Piracy, ACTA, and Ewan Morrison

People have been scaremongering on the topic of piracy since the dawn of the cassette tape. Usually I try to ignore it. It’s similar to trolling, but the ones who commit this trolling are so god damn sincere about it.

I write this because I read an article this morning on the Guardian that really got my goat. It’s written by an author I don’t know – Ewan Morrison.

Piracy = Cultural Disaster

He spends his time defending ACTA and pointing out how evil pirates stealing content are destroying the music, film, and journalism industries. Apparently it will be a “cultural disaster”.

MEPs in the European parliament have unwittingly signed their countries up for a future in which internet piracy will lead to the decline of film, the novel, journalism and music on an industrial scale.

This is not scaremongering 1.

I’m not going to quote any more nuggets of ignorance because it doesn’t get any better. Instead I’m just going to drop one rebuttal to this woeful article. I have many rebuttals, but I’m not going to go into them. The one I will use here seems most apt. It comes as a result of another article in the Guardian that came out on the very same day.

The Rebuttal

Apparently, the Google Nexus 7 will launch in UK without music, magazines or TV shows.
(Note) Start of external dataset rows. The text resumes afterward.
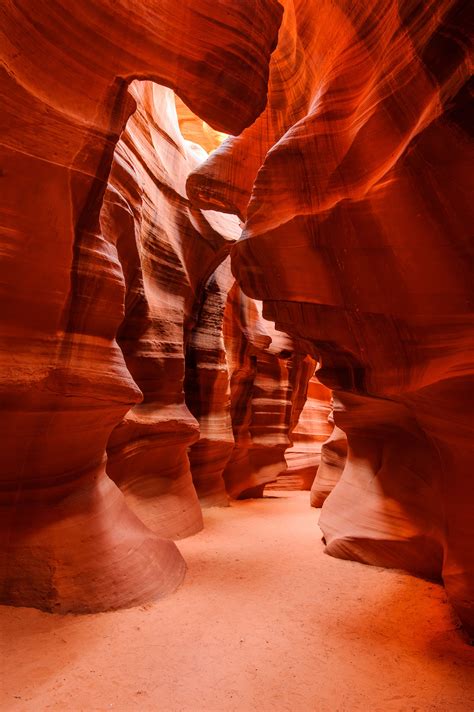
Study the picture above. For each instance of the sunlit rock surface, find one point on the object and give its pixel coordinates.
(304, 458)
(68, 541)
(357, 240)
(167, 251)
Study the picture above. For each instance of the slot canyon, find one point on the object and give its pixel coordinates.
(237, 356)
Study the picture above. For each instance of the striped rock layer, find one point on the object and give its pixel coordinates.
(355, 184)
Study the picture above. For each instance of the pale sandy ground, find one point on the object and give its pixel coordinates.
(264, 621)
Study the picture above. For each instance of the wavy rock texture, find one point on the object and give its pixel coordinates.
(167, 251)
(67, 539)
(304, 457)
(248, 393)
(333, 461)
(208, 394)
(261, 390)
(357, 241)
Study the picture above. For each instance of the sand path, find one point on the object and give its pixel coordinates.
(265, 621)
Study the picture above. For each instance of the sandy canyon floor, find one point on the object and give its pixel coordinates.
(264, 621)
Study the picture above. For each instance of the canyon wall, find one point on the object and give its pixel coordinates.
(71, 291)
(355, 184)
(139, 372)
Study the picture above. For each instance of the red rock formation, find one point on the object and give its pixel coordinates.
(357, 242)
(333, 461)
(304, 458)
(208, 390)
(246, 392)
(67, 539)
(167, 251)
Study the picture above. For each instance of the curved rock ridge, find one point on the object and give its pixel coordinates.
(357, 242)
(196, 130)
(333, 461)
(68, 541)
(167, 250)
(208, 393)
(305, 457)
(261, 389)
(249, 393)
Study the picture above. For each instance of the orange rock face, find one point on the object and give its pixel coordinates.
(356, 240)
(68, 541)
(304, 458)
(137, 370)
(248, 392)
(167, 250)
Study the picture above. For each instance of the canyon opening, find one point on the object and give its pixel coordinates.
(236, 333)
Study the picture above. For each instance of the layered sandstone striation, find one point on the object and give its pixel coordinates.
(68, 540)
(357, 241)
(305, 457)
(255, 400)
(167, 251)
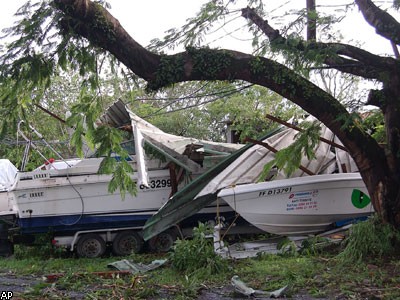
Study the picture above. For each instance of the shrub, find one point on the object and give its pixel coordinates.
(197, 254)
(371, 239)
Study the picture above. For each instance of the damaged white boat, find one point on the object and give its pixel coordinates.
(68, 196)
(302, 205)
(324, 191)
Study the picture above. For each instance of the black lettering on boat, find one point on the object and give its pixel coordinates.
(35, 194)
(276, 191)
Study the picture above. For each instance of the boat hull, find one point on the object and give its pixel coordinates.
(300, 206)
(65, 204)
Google is to launch its flagship Nexus 7 tablet computer in the UK without music, magazines or TV shows after failing to strike rights deals with several media groups.
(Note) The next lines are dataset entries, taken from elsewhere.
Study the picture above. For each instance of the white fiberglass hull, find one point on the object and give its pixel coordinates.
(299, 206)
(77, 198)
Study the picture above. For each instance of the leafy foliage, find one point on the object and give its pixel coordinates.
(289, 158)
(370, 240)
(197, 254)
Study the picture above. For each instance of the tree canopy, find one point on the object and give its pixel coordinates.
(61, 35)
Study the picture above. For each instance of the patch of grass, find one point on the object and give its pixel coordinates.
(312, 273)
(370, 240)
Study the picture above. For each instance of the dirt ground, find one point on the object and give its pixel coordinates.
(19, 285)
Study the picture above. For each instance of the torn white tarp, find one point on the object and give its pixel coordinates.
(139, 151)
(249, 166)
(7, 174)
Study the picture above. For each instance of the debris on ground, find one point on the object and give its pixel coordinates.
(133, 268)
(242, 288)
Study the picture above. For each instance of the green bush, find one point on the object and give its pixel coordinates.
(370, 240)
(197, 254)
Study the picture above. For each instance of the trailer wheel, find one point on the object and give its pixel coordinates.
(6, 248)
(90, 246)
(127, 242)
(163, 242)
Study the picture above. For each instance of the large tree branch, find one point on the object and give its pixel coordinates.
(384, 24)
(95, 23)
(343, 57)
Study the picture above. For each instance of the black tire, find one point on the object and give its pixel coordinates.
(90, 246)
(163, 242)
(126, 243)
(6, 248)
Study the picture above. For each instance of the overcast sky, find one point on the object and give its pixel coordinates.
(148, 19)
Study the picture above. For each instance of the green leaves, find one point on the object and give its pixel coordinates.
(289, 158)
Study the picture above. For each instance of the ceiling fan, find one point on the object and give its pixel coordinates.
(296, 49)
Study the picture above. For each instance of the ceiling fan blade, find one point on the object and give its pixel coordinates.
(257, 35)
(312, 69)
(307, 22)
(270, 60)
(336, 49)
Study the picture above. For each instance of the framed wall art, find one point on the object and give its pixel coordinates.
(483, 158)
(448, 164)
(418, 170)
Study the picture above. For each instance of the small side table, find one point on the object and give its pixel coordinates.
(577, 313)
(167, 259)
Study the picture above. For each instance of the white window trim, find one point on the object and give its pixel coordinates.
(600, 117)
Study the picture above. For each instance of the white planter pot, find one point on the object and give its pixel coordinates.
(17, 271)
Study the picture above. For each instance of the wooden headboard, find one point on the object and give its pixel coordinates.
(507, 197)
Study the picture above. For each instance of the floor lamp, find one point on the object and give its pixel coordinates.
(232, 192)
Google’s closest rival in the tablet market, Amazon, also failed to settle rights issues with media groups last year, meaning it has been unable to launch its Kindle Fire in the UK.
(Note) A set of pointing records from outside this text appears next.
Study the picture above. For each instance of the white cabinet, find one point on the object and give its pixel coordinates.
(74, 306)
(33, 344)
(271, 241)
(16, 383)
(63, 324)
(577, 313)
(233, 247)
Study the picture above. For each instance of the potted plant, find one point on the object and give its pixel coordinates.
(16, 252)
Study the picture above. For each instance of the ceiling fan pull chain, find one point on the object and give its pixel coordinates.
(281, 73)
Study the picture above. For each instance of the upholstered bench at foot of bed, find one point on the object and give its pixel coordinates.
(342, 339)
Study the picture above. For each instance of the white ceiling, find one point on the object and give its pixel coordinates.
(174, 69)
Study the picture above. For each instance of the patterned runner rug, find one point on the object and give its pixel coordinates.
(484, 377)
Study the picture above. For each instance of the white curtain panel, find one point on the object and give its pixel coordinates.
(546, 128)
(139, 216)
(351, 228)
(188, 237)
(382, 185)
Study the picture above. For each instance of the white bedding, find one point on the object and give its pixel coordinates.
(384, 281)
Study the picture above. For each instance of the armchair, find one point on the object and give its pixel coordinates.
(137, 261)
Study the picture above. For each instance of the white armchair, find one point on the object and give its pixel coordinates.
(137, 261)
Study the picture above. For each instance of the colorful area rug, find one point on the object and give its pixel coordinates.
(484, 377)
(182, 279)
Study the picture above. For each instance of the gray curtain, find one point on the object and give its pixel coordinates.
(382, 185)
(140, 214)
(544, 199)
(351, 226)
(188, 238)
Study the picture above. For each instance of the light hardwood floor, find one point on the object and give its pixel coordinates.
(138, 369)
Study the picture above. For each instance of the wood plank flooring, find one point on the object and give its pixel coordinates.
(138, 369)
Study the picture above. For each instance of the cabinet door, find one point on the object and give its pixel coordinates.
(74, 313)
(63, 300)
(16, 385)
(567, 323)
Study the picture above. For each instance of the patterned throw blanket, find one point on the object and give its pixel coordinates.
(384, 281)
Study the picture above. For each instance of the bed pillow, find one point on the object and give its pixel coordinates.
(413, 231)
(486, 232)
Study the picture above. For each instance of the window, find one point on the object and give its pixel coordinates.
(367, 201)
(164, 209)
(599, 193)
Ewan Morrison – once these lauded industries of yours make purchasing content less difficult than pirating, things might change. If I’m told I can’t buy digital copies of music or film because I’m living in the wrong region then I’m clearly going to say “fuck you and your idiotic distribution rights issues, I’m going to pirate this”.

Make it easy and affordable to buy content and the overwhelming majority of people will happily pay.

Some light relief

Update

Just read this article which reports that following the ISP blockade of the Pirate Bay, BitTorrent usage has increased. Seemed apt.

  1. Yes it is

Comments

  • It’s foolish to ignore the future of music distribution. It’s obvious that the old encumbents are bloated and slow to act. The 2009 book ‘Appetite for Self-Destruction: The Spectacular Crash of the Recording Industry in the Digital Age’ sums up the music industries loss of control

    amid the actions of extravagant, sometimes cocaine-addicted executives — ending with the seismic domination of the download,
    which slipped out of the industry’s control before its chiefs could decide how to harness it.